# How to wash a sheep



## doxiemoxie (Mar 19, 2013)

My ewe really needs a bath!  I will probably wait until after she lambs (about 10 days away) but she's kind of grimy.  She is a high percent dorper, her wool is about 3 inches thick and feels lanolin rich right now.  What type of shampoo should I use so that it will rinse clean and how important is it to use warm water? Warm water would have to come out of a bucket versus more pressure from a hose, but cold.  We have been having off and on warm weather (in the low 70s) what else do I need to consider?


----------



## purplequeenvt (Mar 19, 2013)

We use dish soap and water straight from the hose.


----------



## goodhors (Mar 19, 2013)

Use the shop vac as a blower, to get the extra water off her when finished.
Blowing the sheep that way, will get her dry faster, so she is not chilled
or staying soaked for long times.  With you using soap on sheep wool, 
it breaks down the lanolin, to get sheep actually "wet" to the skin.
Not like sheep left in the rain, that shed off rain with greasy wool.

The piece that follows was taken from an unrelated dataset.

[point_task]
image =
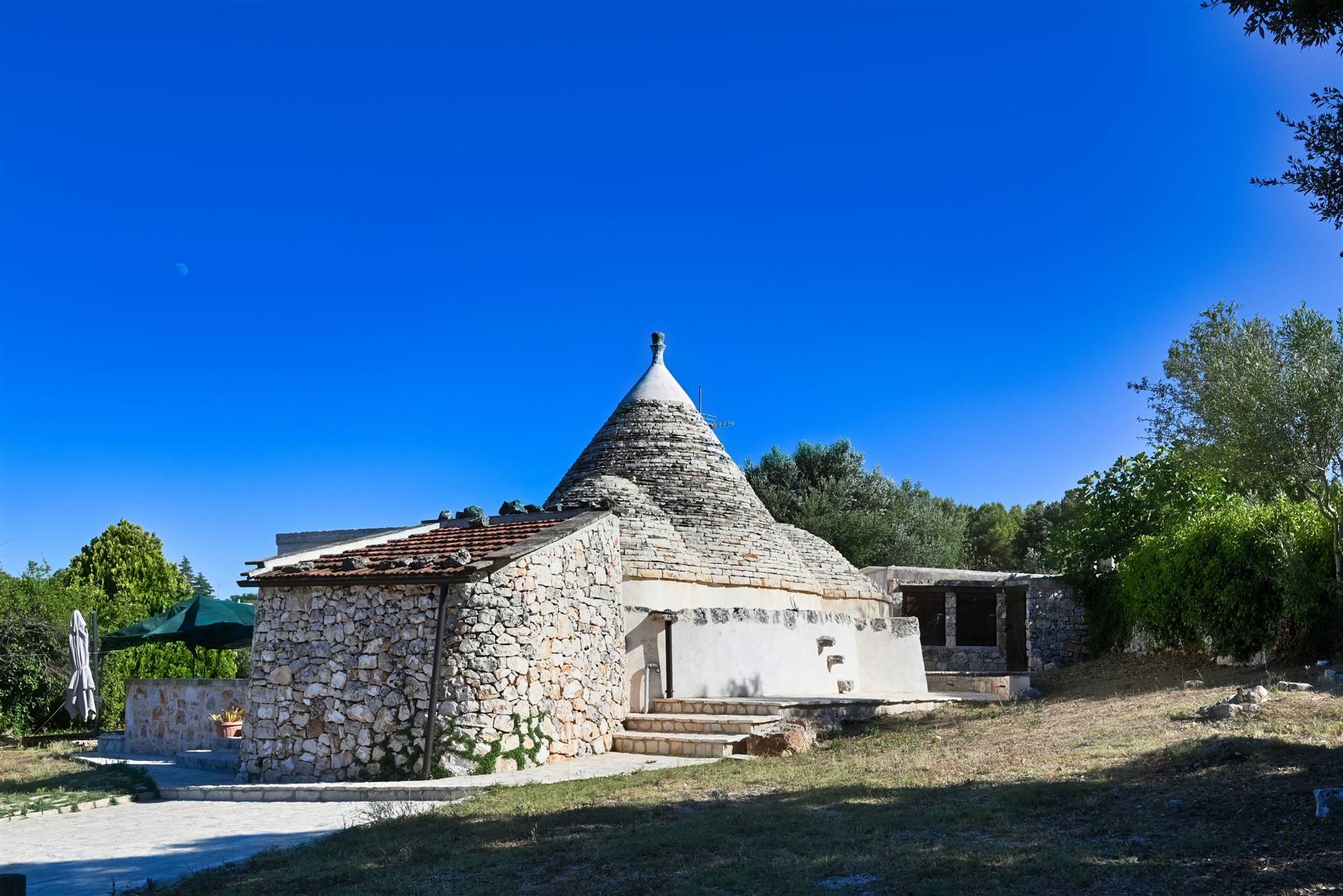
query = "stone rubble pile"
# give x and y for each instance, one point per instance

You might want to get this over and done with soon, while you have
time before delivery date.  You don't want to stress her, cause an 
early delivery or problems.

Have you clipped or cleaned off her rear end and udder?  Cleaning the
back end, shortening wool, will let her lamb and clean off easily.  Less wool for fluids or 
afterbirth to stick to, develop a problem.  An exposed udder, clean of
wool, lets lambs find the teats for easy nursing, so lambs are getting
needed colostrum quickly.


----------



## doxiemoxie (Mar 19, 2013)

Thanks for your responses!          Being dorper, (and having already been clipped once) she doesn't need to be crotched. Her udder is beautiful and naked, the hairline along her belly and rump is all short, no tags or anything to block a baby suckling.  I am not going to bathe her until AFTER she lambs because she is already "tired" and uncomfortable and I don't want to stress her.  But her face, neck and chest are almost black with something she rubbed in. I like the idea of using the shop vac as a blower.  I was worried that the soap would lift too much of the lanolin.  Will she replace it quickly enough that if she's out in the rain (her choice, she has a shelter) within a week or two of her bath that she'll have enough to protect her?


----------



## boothcreek (Mar 20, 2013)

Being a hairsheep and depending on where you are I wouldnt bother with washing, they should start shedding pretty soon anyway. Up here mine generally start shedding mid april, I would think further south they would be shedding up a storm at this point or starting pretty soon.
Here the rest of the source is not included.